Alzheimer’s not only alters the lives of people with the disease but also the lives of those who are the caretakers. The Alzheimer’s journey can be just as emotionally and physically demanding for the caregiver as it is for the one with the actual disease, however, it is often overlooked when it comes to the caregiver. The worry of effective communication, wandering risks, agitation and difficult behaviors are just a few of the major stressors caregivers can be faced with on a day-to-day basis.
Depending on the stage of the illness, there are many ways that you and others can interact with a person with dementia. It is best to make changes in the home when the person is in the early stages and can adjust. Remove furniture and other household items that may be a hazard and cause a possible accident.

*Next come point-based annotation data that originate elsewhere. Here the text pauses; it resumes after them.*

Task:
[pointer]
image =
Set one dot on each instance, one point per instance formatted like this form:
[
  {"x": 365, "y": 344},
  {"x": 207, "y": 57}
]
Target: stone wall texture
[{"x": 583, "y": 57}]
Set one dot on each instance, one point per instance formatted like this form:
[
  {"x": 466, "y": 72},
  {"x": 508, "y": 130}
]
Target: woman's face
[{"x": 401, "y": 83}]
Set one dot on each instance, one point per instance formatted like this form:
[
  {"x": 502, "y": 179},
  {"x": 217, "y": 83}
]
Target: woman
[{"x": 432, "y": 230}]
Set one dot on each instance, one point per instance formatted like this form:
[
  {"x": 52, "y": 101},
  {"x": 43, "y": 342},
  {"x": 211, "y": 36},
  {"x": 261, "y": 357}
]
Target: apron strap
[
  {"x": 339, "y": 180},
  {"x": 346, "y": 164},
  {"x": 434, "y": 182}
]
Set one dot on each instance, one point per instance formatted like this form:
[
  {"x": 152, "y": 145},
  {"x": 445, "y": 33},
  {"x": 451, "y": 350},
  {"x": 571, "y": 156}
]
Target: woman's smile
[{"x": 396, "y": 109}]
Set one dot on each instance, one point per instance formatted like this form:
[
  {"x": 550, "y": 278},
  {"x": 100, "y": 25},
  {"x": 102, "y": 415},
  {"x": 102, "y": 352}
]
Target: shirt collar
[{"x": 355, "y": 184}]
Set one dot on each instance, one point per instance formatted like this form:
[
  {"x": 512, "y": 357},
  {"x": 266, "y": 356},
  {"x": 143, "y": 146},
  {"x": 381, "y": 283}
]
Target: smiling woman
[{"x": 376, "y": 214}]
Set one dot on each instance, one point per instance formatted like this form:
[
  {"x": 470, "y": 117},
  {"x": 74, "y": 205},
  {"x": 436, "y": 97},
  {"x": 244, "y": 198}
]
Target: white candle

Provide good lighting that does not create confusing shadows and have soft music playing to create a calm environment. If you are faced with an agitated or angry loved one, try to stay calm, rather than getting upset yourself. Anger and/or agitation may be a sign of pain the person cannot express verbally. If you suspect unaddressed illness or pain, call your doctor. Sometimes a lack of stimulating activities can be portrayed in the wrong way, go on a walk or offer up a small snack. If wandering is something you are faced with be sure the doors in the home remain locked. You can also disguise them or use a device to alert the caregiver that the door has been opened. When away from home, it is essential to be vigilant, as a person can quickly wander off. All people with dementia should wear an identification bracelet or pendant, so that if they do wander, they can be found.
Caregivers must take care of themselves, as they too often become entirely focused on the person for whom they are caring. The more you learn about your loved one’s disease and how it will progress over the years, the better you’ll be able to prepare for future challenges, reduce frustration, and foster reasonable expectations. Understand it is ok to ask for help, join a support group, or get in touch with valuable resources available to you and your loved one.